12 February 2019
While congressional scrutiny on drug pricing is nothing new, the prospect of some of the pharmaceutical industry’s highest-profile CEOs testifying on the issue will make for a must-watch event.
In past years, lawmakers have clashed with the chief executives of Mylan, Valeant and, perhaps most infamously, Turing Pharmaceuticals. Pfizer, Merck, Bristol-Myers and Sanofi however, are standard bearers for the industry in ways those companies were not.
All four companies recently raised list prices for a number of their top-earning drugs — something senators could call out in the hearing.
Last summer, Pfizer was the subject of a public rebuke from President Trump over price hikes the company temporarily reversed. Since then, Albert Bourla took over for Ian Read as the company’s CEO and will be the new face of the pharma at February’s hearing.
Bourla recently claimed pricing would not be a “growth driver” for Pfizer, as the company expects net prices — after rebates — to remain flat in the U.S. this year.
Ken Frazier, Merck’s head, has guided the $200 billion drugmaker since 2011, while Sanofi’s Olivier Brandicourt has led the French pharma since 2015.
Bristol-Myers Squibb’s Giovanni Caforio, meanwhile, is in the midst of a $74 billion buyout of Celgene, which would combine two of the top-selling cancer drugs under one roof.

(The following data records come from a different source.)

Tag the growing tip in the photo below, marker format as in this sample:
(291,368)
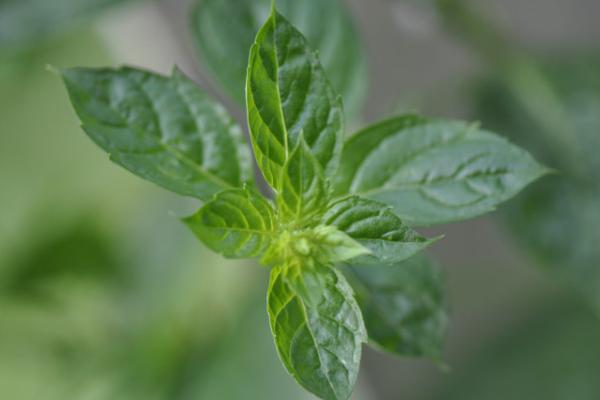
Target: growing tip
(55,70)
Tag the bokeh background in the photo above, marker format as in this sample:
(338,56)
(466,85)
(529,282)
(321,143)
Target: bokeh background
(105,295)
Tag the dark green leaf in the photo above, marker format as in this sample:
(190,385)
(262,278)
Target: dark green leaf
(304,190)
(568,201)
(164,129)
(434,171)
(225,29)
(376,227)
(403,306)
(237,223)
(317,327)
(289,97)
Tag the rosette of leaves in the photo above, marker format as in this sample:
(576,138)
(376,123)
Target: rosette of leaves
(335,204)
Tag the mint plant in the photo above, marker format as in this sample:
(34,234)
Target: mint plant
(338,208)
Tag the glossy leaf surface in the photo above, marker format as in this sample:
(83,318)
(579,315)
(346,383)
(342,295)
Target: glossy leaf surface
(317,327)
(163,129)
(304,190)
(376,227)
(403,305)
(237,223)
(224,31)
(288,97)
(434,171)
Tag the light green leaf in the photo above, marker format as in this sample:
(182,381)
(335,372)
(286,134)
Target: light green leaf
(317,327)
(434,171)
(375,226)
(289,97)
(163,129)
(319,245)
(237,223)
(304,191)
(224,31)
(403,305)
(26,22)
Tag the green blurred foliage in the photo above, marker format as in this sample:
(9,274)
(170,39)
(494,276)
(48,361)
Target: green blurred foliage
(103,295)
(554,356)
(553,109)
(24,23)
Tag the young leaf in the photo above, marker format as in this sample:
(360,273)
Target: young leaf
(317,327)
(434,171)
(321,245)
(163,129)
(289,97)
(376,227)
(403,305)
(224,31)
(237,223)
(304,190)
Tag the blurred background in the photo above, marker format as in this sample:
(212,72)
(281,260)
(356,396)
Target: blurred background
(105,295)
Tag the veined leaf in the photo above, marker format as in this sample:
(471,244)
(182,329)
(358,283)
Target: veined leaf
(237,223)
(289,97)
(224,31)
(317,327)
(376,227)
(434,171)
(304,190)
(403,305)
(163,129)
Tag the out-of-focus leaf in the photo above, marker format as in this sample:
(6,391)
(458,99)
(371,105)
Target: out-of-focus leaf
(434,171)
(237,223)
(81,252)
(567,202)
(25,22)
(317,327)
(376,227)
(225,29)
(403,305)
(553,356)
(164,129)
(289,98)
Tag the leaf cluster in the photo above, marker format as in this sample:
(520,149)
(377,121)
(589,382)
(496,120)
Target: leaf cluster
(337,232)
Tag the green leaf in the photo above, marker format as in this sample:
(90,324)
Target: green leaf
(289,97)
(224,31)
(319,245)
(317,327)
(403,305)
(237,223)
(566,202)
(163,129)
(434,171)
(304,190)
(375,226)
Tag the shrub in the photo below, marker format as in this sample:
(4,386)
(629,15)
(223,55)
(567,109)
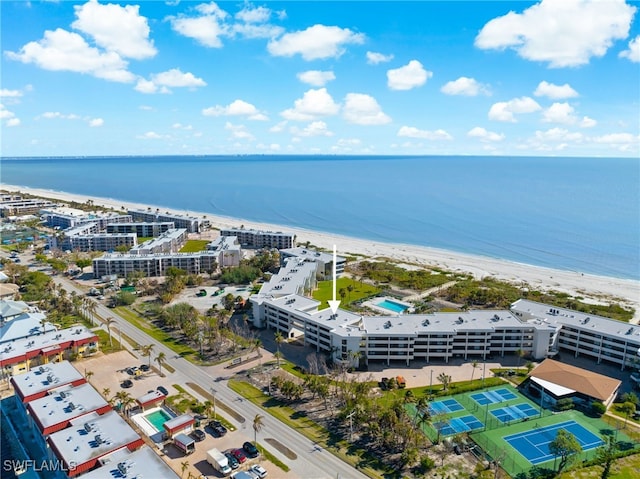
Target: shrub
(598,408)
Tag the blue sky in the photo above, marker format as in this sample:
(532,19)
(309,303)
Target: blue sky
(549,78)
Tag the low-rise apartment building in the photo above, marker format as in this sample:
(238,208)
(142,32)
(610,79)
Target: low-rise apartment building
(260,238)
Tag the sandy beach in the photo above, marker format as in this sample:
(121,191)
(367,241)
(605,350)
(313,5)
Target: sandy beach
(592,287)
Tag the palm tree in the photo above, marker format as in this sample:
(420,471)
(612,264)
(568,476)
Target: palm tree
(474,365)
(108,323)
(184,465)
(160,359)
(258,424)
(279,339)
(445,379)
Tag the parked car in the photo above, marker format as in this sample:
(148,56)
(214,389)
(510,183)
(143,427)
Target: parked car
(198,435)
(240,456)
(218,428)
(233,462)
(250,449)
(259,470)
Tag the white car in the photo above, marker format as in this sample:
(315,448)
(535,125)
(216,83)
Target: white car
(259,470)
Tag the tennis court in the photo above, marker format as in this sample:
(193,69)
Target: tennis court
(512,413)
(445,406)
(534,444)
(458,425)
(492,397)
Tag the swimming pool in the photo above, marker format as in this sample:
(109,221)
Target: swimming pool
(158,418)
(392,306)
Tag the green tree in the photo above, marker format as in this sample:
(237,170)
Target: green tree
(565,446)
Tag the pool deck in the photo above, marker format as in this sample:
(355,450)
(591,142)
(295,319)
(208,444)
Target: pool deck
(373,304)
(146,426)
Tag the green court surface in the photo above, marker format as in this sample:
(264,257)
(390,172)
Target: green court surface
(490,415)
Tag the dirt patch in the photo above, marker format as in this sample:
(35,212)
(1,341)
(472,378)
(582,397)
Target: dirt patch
(282,448)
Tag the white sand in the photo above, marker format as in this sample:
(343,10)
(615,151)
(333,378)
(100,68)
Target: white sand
(595,288)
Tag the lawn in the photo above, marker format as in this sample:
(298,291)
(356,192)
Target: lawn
(360,290)
(193,246)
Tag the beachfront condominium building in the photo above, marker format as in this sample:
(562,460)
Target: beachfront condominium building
(583,334)
(529,329)
(168,242)
(323,260)
(190,223)
(142,230)
(221,252)
(261,239)
(64,218)
(15,205)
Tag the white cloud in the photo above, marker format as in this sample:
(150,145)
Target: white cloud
(162,82)
(564,33)
(235,108)
(555,92)
(315,43)
(5,93)
(633,53)
(115,28)
(373,58)
(587,122)
(150,135)
(239,132)
(464,86)
(51,115)
(407,77)
(413,132)
(558,135)
(250,14)
(316,128)
(485,135)
(560,113)
(61,50)
(316,77)
(205,29)
(361,109)
(505,111)
(314,104)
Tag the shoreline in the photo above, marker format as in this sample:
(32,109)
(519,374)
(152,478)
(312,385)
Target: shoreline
(603,289)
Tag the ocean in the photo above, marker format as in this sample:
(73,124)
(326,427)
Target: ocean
(577,214)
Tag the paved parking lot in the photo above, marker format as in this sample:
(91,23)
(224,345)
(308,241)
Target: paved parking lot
(109,371)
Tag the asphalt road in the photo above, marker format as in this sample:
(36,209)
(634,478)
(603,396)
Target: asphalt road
(312,462)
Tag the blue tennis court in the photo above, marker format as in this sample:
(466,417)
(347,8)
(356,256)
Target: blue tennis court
(445,406)
(458,425)
(492,397)
(512,413)
(534,444)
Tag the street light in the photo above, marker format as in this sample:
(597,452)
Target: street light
(213,394)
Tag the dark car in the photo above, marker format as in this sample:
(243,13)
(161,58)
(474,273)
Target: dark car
(233,462)
(250,449)
(218,428)
(240,456)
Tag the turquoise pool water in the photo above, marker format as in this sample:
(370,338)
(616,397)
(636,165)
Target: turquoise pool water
(158,418)
(392,306)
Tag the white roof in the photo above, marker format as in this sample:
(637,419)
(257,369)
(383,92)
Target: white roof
(553,388)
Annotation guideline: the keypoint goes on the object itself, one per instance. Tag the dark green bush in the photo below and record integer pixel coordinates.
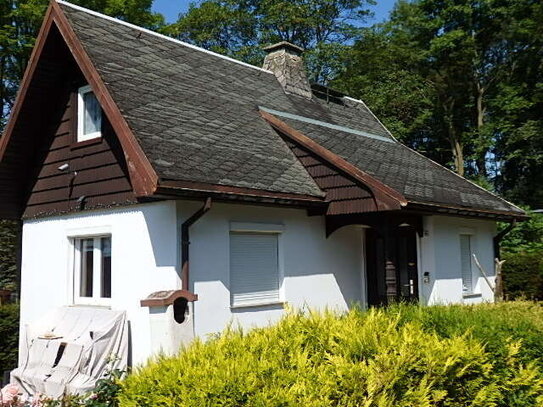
(494, 325)
(523, 275)
(403, 356)
(9, 336)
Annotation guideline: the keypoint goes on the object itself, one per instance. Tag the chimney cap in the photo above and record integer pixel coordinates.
(284, 45)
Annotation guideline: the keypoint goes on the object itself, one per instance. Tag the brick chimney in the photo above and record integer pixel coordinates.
(285, 61)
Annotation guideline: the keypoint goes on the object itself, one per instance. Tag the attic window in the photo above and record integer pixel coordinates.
(89, 115)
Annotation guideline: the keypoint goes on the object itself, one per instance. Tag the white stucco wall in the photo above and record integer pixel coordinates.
(144, 259)
(318, 272)
(440, 256)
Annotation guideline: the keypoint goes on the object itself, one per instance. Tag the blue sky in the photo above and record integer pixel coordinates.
(172, 8)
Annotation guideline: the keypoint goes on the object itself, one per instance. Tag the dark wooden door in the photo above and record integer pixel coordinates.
(399, 247)
(406, 264)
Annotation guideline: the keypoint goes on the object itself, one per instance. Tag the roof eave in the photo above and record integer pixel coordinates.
(188, 189)
(444, 209)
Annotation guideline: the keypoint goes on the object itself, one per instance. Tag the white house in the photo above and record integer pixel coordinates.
(125, 145)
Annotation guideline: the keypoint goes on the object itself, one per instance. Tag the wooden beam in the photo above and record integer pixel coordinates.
(27, 78)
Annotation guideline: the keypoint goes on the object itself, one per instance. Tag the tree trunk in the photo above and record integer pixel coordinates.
(480, 115)
(452, 134)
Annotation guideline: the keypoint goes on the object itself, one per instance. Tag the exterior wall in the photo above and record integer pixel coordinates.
(440, 256)
(144, 259)
(318, 272)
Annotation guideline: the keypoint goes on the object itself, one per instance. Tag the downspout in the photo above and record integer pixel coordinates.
(185, 242)
(499, 237)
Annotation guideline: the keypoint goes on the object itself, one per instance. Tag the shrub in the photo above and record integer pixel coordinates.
(523, 275)
(9, 336)
(404, 356)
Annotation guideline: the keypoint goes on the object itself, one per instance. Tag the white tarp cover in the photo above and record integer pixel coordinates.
(69, 349)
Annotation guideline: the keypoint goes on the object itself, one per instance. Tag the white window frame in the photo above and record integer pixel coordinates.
(260, 228)
(82, 91)
(96, 299)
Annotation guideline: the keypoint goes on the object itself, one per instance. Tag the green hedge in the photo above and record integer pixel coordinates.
(403, 356)
(9, 336)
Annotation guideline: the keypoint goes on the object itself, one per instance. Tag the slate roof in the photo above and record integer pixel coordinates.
(196, 116)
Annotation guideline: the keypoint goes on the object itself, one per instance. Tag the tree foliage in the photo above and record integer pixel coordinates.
(240, 28)
(460, 81)
(20, 21)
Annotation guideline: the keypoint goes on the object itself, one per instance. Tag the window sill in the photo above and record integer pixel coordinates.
(472, 295)
(259, 305)
(85, 143)
(102, 306)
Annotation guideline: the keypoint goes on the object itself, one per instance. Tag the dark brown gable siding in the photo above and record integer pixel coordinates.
(98, 175)
(97, 170)
(344, 194)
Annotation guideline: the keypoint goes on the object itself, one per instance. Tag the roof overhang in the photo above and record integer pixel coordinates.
(143, 177)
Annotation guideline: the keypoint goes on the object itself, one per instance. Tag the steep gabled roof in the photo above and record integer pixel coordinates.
(190, 121)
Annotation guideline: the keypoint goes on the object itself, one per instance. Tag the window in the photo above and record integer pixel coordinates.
(465, 261)
(89, 115)
(254, 268)
(92, 269)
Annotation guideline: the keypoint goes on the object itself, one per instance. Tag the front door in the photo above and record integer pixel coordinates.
(399, 249)
(406, 265)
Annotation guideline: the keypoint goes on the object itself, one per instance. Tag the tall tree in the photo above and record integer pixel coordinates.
(240, 28)
(461, 55)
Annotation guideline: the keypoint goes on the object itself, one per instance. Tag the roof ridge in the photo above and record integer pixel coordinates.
(165, 37)
(360, 101)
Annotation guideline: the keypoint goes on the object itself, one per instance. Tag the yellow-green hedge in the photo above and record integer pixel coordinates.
(378, 358)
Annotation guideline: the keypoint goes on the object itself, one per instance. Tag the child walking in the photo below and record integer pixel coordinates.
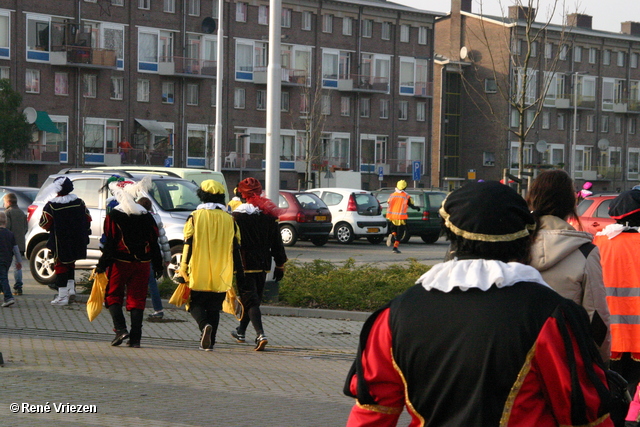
(8, 249)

Whether heads of other invited drugmakers will join is still not clear.
AstraZeneca confirmed receipt of the request to testify and said it would “respond to the Committee in due course.”
J&J and AbbVie have not yet given a statement in response to requests for comment.
Senate Finance had previously invited the heads of “several” drugmakers to a drug pricing hearing that took place in January, but each declined, according to statements at the time by committee heads Chuck Grassley, R-Iowa, and Ron Wyden, D-Ore.
At that hearing, both threatened to more forcefully compel testimony from the companies. Their move to publicly disclose the list of drugmakers invited to the Feb. 26 hearing appears to have successfully upped public pressure, at least on some.
Drug pricing is also high on the agenda of the Trump administration, which over the past four months rolled out plans to require drugmakers disclose list prices in television advertisements, to link Medicare payments on certain drugs to prices paid abroad and to recast how drug rebates are paid in federal healthcare programs.
The issue also featured in Trump’s State of the Union address, in which he called on Congress to act as well.
“It is unacceptable that Americans pay vastly more than people in other countries for the exact same drugs, often made in the exact same place,” President Trump said in his Tuesday address. “This is wrong, unfair, and together we can stop it.”